The 20 reads mapping to exon 2 must be part of isoform 1, and similarly the 50 reads mapping to exon 3 must belong to isoform 2. That leaves the 70 reads falling in exon 1 to spread in some proportion between isoform 1 and isoform 2.

### Turning the Crank In the Right Direction

By assuming each splice variant consists of two exons of the same length, the probability of a read in an exon is 1/2 for each exon in the splice variant and 0 for the exon not in the variant.

Now when we turn the crank, we see that

$\log p(r|\theta) = \sum_{n=1}^N \log \sum_{k=1}^K p(r_n|k) p(k|\theta)$

${} \ \ \ \ = 70 \log \sum_{k=1}^K p(1|k) p(k|\theta) + 20 \log \sum_{k=1}^K p(2|k) p(k|\theta) + 50 \log \sum_{k=1}^K p(3|k) p(k\theta)$

$= 20 \log \frac{\theta_1}{2} + 50 \log \frac{\theta_2}{2} + 70 \log (\frac{\theta_1}{2} + \frac{\theta_2}{2})$

$= 20 \log \theta_1 + 50 \log \theta_2 + (70 \log 1 -20\log 2 - 50 \log 2 - 70 \log 2)$.

The reduction on the third line is because the probability of a read in the second exon, $p(2|k)$, is only non-zero for isoform $k=1$, and similarly for a read in the third exon, where $p(3|k)$ is nly non-zero for the second gene or splice variant, $k=2$. The final reduction follows because $\theta_1 + \theta_2 = 1$.
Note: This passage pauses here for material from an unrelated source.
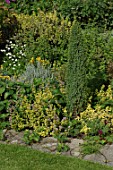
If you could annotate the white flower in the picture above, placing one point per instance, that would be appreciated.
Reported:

### Not so Biased After All

After marginalizing out the read mappings $g$, the MLE for expression is right where we’d expect it, at the solution of

$\frac{d}{d\theta} \log p(r|\theta) = 0$,

which is

$\theta^*=20/70$.

It turns out EM isn’t so biased for these discrete mixtures, at least when you turn the crank the right way.